Returning on Thursday from talks with UN Secretary-General Kofi Annan on how to try Pol Pot’s former henchmen, top government officials vowed to proceed with a trial on their own terms.
Instead of assembling an international-style tribunal proposed by the UN, Minister of Cabinet Sok An said the government will seek advice from independent US and French legal experts to secure the legitimacy critics say Cambodian courts lack.
“We will continue to work on our own draft,” said Sok An, after he, Prime Minister Hun Sen and entourage arrived at Pochentong Airport.
“I promise to keep [the UN] informed on our progress.”
The government’s draft law would charge former Khmer Rouge leaders using international standards—including the 1948 Geneva Convention on Genocide—but it likely will not heed many suggestions made by the UN on how to conduct the trials, Sok An said.

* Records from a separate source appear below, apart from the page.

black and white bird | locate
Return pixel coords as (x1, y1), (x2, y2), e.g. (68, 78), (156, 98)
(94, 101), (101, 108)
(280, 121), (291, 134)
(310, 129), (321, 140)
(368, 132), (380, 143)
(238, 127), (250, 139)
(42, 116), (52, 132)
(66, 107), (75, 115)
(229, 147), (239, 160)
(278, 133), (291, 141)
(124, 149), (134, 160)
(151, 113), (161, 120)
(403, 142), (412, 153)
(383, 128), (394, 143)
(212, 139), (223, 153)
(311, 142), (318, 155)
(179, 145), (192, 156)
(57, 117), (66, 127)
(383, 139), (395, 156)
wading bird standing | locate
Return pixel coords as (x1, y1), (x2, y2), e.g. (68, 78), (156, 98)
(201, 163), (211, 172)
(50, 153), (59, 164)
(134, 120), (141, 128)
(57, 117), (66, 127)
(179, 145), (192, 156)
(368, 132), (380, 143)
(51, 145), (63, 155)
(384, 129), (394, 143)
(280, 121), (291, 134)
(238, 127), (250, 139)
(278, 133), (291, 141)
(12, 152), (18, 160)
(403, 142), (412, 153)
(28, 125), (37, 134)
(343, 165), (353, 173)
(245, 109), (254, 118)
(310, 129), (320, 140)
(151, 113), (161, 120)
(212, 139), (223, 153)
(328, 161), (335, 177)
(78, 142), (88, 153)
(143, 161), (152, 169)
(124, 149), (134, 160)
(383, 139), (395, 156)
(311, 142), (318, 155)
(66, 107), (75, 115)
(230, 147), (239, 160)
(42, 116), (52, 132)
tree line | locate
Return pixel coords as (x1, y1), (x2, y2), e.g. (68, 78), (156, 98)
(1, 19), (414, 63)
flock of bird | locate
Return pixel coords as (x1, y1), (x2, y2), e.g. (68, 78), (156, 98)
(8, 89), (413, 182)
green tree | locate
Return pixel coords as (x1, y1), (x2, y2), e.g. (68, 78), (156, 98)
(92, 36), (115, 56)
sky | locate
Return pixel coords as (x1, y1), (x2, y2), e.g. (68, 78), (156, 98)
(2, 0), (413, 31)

While the government did not halt negotiations with the UN, Sok An reiterated the take-it-or-leave-it approach outlined in a memo Hun Sen presented Kofi Annan last week in New York.
It stated that the most UN involvement the government would accept is a minority of international judges appointed to serve in existing municipal courts; the least, no UN involvement at all.
After the government’s draft law is complete, it will be put through the proper national channels of passage, Sok An said. Once passed and signed by King Norodom Sihanouk, former Khmer Rouge leaders will face a court “as soon as possible.”
What remains to be seen, opposition party leader Sam Rainsy said, is just who would be tried by a government-dominated court.
“Only a show trial…is acceptable to [the government],” he said this week in a statement from abroad. Only a “few politically suitable scapegoats will be found guilty, not the Khmer Rouge leadership.”
Since “Brother No 2” Nuon Chea, former foreign minister Ieng Sary and former head of state Khieu Samphan defected to the government, they have led quiet, undisturbed lives in the one-time rebel stronghold of Pailin. Only Ta Mok and Kang Kek Iev, better known as Duch, have been arrested and face genocide charges under the new law, once passed.
Because a number of government leaders also harbor a history in the Khmer Rouge movement, critics doubt the legal system could run a fair and credible trial. “Cambodian courts cannot handle this trial, and the government knows it,” said Chea Vannath, president of the Center for Social Development.
She suggested, however, the UN “has its own agenda,” making any process a political one.
Although he made a conciliatory speech on Monday before the UN General Assembly, Hun Sen in the past has shunned the UN for granting Khmer Rouge operatives a seat in the world body and allowing them to negotiate in the 1991 Paris Peace Agreement.
One Western lawyer who has worked in the Cambodian legal system since 1993 said the international community should not assume “UN equals legitimacy.”
Since Hun Sen and then-first Prime Minister Prince Norodom Ranariddh in 1997 sent a letter to the UN seeking an international trial of former Khmer Rouge leaders, Hun Sen has tempered his position, asking for UN assistance for a local trial.
“If this assistance means Cambodia can move ahead to improve its justice system, bring in international lawyers and incorporate international law, maybe there is room for a credible trial,” said Kao Kim Hourn, executive director of the Cambodian Institute for Cooperation and Peace.
“But what extent of credibility is still the question,” he noted. “That Cambodia will decide to go alone without the UN does not mean it has a blank check. The world will still be watching closely.”